Ana Simões, Ana Carneiro, Maria Paula Diogo, Luís Miguel Carolino, Teresa Salomé Mota, Uma História da Faculdade de Ciências da Universidades de Lisboa (1911-1974). Lisboa: Faculdade de Ciências da Universidade de Lisboa, 2013. Pp. 266. ISBN 978-989-98296-0-2.
By Agustí Nieto-Galan*
Commemorative practices in science usually become serious challenges for professional historians, keen to preserve their intellectual freedom (Pnina G. Abir-Am, Clark A. Elliot, (eds.), Osiris, 1999). Things become even harder when the main aim is the historical reconstruction of a prestigious scientific institution, such as a Science Faculty, and its evolution through different political regimes in the 20th century. Nevertheless, the history of the Science Faculty at the University of Lisbon, which Ana Simões, Ana Carneiro, Maria Paula Diogo, Luís Miguel Carolino e Teresa Salomé Mota, have recently written, is an excellent example of how to find a right balance between academic rigor and local institutional and political constraints.

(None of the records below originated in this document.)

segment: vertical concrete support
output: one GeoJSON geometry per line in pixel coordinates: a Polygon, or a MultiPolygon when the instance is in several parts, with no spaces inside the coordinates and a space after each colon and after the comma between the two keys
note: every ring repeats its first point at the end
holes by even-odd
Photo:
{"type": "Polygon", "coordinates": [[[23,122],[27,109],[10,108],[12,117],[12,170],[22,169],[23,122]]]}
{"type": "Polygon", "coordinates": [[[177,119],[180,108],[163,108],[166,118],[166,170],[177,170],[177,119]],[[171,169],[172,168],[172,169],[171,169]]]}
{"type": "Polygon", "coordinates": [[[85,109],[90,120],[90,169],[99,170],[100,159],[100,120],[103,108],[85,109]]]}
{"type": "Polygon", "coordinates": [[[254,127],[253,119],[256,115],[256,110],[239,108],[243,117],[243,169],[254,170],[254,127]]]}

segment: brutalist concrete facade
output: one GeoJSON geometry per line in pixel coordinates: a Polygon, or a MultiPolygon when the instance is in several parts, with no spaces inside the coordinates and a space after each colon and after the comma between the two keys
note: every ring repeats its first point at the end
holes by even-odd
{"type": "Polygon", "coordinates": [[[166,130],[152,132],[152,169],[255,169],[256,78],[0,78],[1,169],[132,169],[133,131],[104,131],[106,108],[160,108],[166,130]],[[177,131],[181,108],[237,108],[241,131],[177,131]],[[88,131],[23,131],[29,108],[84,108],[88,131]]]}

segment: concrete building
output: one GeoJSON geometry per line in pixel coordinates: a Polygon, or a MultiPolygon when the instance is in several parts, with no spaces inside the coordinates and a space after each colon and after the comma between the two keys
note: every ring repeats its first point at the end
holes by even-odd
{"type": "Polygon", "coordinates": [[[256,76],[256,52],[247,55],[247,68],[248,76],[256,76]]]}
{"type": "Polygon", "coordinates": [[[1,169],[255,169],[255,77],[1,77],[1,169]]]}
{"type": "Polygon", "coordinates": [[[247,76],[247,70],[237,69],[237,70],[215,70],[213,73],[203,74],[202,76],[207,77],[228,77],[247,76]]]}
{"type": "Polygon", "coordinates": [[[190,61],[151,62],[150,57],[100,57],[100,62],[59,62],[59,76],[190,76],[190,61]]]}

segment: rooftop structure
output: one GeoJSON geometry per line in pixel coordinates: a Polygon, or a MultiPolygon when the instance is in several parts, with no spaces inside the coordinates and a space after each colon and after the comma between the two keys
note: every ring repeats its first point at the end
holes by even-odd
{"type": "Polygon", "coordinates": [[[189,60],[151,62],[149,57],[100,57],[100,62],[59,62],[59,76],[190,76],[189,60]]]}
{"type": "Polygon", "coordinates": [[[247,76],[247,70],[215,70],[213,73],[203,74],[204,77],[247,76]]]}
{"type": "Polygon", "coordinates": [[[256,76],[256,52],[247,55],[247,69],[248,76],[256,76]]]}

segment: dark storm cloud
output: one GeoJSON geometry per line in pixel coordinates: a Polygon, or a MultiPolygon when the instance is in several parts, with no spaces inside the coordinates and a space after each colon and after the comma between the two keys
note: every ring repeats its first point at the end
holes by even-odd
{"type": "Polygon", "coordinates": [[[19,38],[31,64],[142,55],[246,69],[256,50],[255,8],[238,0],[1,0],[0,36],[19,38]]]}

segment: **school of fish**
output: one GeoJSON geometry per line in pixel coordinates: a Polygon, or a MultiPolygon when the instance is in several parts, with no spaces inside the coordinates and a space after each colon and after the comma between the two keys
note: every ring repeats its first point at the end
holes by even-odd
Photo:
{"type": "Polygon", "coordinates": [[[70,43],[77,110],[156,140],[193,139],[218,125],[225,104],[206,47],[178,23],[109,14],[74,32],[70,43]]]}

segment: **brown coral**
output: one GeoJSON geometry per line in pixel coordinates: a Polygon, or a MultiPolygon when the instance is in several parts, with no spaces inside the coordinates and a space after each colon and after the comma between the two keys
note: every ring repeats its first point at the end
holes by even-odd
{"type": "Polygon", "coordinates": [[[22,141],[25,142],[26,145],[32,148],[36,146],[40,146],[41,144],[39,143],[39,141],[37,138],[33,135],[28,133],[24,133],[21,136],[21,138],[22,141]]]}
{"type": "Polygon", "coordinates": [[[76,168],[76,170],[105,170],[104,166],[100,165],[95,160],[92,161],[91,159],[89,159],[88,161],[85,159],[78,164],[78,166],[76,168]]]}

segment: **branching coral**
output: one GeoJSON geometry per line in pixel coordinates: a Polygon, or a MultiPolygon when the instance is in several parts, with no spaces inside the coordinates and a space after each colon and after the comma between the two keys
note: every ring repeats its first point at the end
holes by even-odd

Chronologically organized, the book covers the institutional life of the Science Faculty created by the Portuguese Republic in 1911, its evolution through the dictatorial times of the Estado Novo up to the Revolution of 1974. More precisely, the timeline is divided into three main periods: from the Republic to the early years of the military dictatorship (1911-1930); the core of the Estado Novo (1931-1963); and the last 10 years of that authoritarian regime up to the Revolution (1964-1974). Nevertheless, the book is far more than a simple chronological reconstruction of an institution and its actors. Uma História da Faculdade de Ciências covers highly relevant thematic issues for the historiography of science: the never-ending tension between teaching and research, and the "research school" model in a "peripheral" context at an European level; the crucial importance of specific sites of scientific practice inside the Faculty itself; the establishment of disciplines, areas of specialisation and departments; the gender factor and the significant role of women students; and finally, the spread of research, teaching and popularization to Portuguese territories overseas.
The entire analysis is also suitably complemented by a detailed historical reconstruction of two journals, the Revista de Faculdade de Ciências de Lisboa, and Scientia, which played a crucial role in the internal cohesion of the Faculty's academic community, but also in its relation to society at large. The book includes biographical approaches to the members of the Science Faculty, who later became rectors - three of them during the Republic, and three more during Salazar's dictatorship. In addition, for those interested in a more detailed description, an appendix provides exhaustive data on lecturers, chairs, areas of specialisation, subjects, and syllabuses.
Several sites of scientific practice that developed under the banner of the Science Faculty are also described in detail; these include the Instituto Geofísico Infante D. Luis, the Observatorio Astronómico, and the Museo e Laboratorio Mineralógico e Geológico. Together with the analysis of the Laboratório de Física, all these spaces help the reader to assess the nature of the academic research that was carried out in the Faculty, from the old applied science deriving from the nineteenth-century Escola Politécnica de Lisboa, to the conflicting boundaries between natural science, medicine and engineering and the inevitable troubles that result from establishing standard research schools in the local context.
Details of the "anatomy" and "physiology" of the Science Faculty at the Universiy of Lisbon are also provided through careful analysis of Revista and Scientia. These are valuable primary sources for the historical reconstruction of internal debates on the kind of teaching and research that had to be implemented in the Faculty at different periods, but they also provide considerable insight into the role of student associations in relation to different political contexts, and into the popularization of science as a tool of internal cohesion for the academic community and as a powerful strategy for the social legitimization of the Faculty.
Uma História da Faculdade de Ciências is an excellent product with which to divulge a significant part of Portugal's scientific culture in the 20th century to its society at large. As a further positive indication of the vitality and dynamism characterising the Lisbon group of historians of science, widely represented in this work, the book also contains valuable raw material for the further production of academic papers in the History of Science to be published through international journals. Many colleagues will undoubtedly relish the articles that will now be appearing as fruit of this collective research (though probably better placed in a more ambitious comparative framework) covering still-unknown aspects of twentieth-century Portuguese science.